For verification, check for null pointers, validate formulas, ensure row counts match expectations. Insert deterministic rules wherever possible. Anytime you can verify programmatically, you improve reliability.

Read transcripts repeatedly. Every time you see the agent running, examine what it does and why. Figure out how to help it. This intuition-building process reveals what your specific domain requires. The agent will do things you did not anticipate. Watch, learn, and adjust.

One of the key insights from Anthropic's internal work is that context engineering extends beyond prompts. The file system becomes memory. Scripts become reusable tools. Files become context that the agent can search and reference. Skills are really just folders the agent can navigate and read, containing detailed instructions and examples.

Long outputs should go to files rather than staying in context. The agent can then grep across results, check work, and maintain references without polluting the conversation with enormous outputs. Memory can live in a memories folder where the agent writes insights for future reference. This simple approach leverages the file system rather than requiring specialized memory infrastructure.

Migration and Naming

The SDK was renamed from Claude Code SDK to Claude Agent SDK, reflecting its broader capabilities beyond coding. Package names changed accordingly. This matters when reading older documentation or examples that reference the previous names.

Two breaking changes require attention when migrating from older versions. The system prompt no longer defaults to Claude Code's prompt, so you must explicitly request it if needed. Settings sources no longer load automatically, ensuring SDK applications have predictable behavior independent of local filesystem configurations. This matters for continuous integration environments, deployed applications, and multi-tenant systems where settings leakage between users would cause problems.

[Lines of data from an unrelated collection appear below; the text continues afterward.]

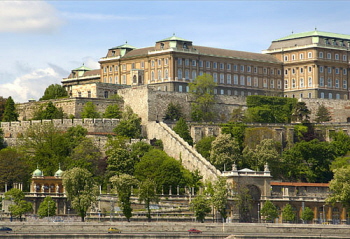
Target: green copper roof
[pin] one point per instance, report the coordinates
(314, 34)
(174, 38)
(82, 68)
(126, 45)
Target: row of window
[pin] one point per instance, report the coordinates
(293, 57)
(329, 84)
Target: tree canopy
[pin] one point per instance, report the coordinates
(54, 91)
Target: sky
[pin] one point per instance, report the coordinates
(42, 41)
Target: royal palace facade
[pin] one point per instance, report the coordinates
(306, 65)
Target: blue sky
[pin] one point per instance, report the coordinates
(42, 41)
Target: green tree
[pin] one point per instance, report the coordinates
(288, 214)
(182, 130)
(339, 187)
(200, 205)
(269, 211)
(323, 114)
(147, 194)
(54, 91)
(20, 206)
(10, 113)
(173, 111)
(47, 208)
(129, 125)
(220, 195)
(89, 111)
(225, 151)
(48, 111)
(202, 91)
(81, 189)
(13, 167)
(123, 184)
(203, 146)
(301, 112)
(112, 112)
(307, 214)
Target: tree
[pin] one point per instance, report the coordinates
(339, 187)
(200, 205)
(129, 125)
(20, 206)
(203, 146)
(202, 91)
(173, 112)
(54, 91)
(307, 214)
(220, 195)
(288, 214)
(10, 113)
(323, 114)
(48, 111)
(81, 189)
(112, 112)
(269, 211)
(13, 167)
(147, 194)
(225, 151)
(182, 130)
(89, 111)
(301, 112)
(47, 208)
(123, 184)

If you want the Claude Code behavior, you can request it explicitly by using the preset system prompt option. This gives you the full Claude Code system prompt with all its capabilities. If you want a minimal agent that does exactly what you specify, omit the system prompt and provide your own instructions.

Direct Links to Documentation

SDK Overview

Quickstart Guide

TypeScript SDK Reference

TypeScript V2 Preview

Python SDK Reference

Migration Guide

Guides

Streaming vs Single Mode

Configure Permissions

Handle Approvals and User Input

Modifying System Prompts

Additional Resources

Python SDK on GitHub

TypeScript SDK on npm

Example Agents

Building Agents with the SDK (Anthropic Blog)

Effective Harnesses for Long-Running Agents

The Future: Simple but Not Easy

Building an agent should be simple. Your final agent should be simple. But simple is not the same as easy.

Start with Claude Code directly. Give it scripts, libraries, and context files. Ask it to accomplish tasks. Watch what it does. Iterate on the prompts, tools, and verification steps. Build something that feels good locally before moving to production.

The amount of code in your agent should not be huge. It does not need to be extremely complex. But it needs to be elegant. It needs to be what the model wants. That interesting insight about turning a spreadsheet into SQL queries comes from reading transcripts and understanding how Claude naturally approaches problems.

Simple at the end, but the process of discovering what works requires exploration. The Agent SDK handles the orchestration so you can focus on the domain-specific challenges: designing agentic search interfaces, creating appropriate guardrails, and building verification steps that catch errors before they compound.

The models improve continuously. Rethink and rewrite agent code every six months because assumptions get baked in that no longer apply. We can write code ten times faster now with these tools. We should throw out code ten times faster as well. For startups, this represents your largest advantage over larger companies with long incubation cycles. Build for the capabilities that exist today.

The Claude Agent SDK represents a new way of building software. Not software that generates text, but software that accomplishes goals. The infrastructure exists. The tools are available. The question is no longer whether autonomous agents are possible but what you will build with them.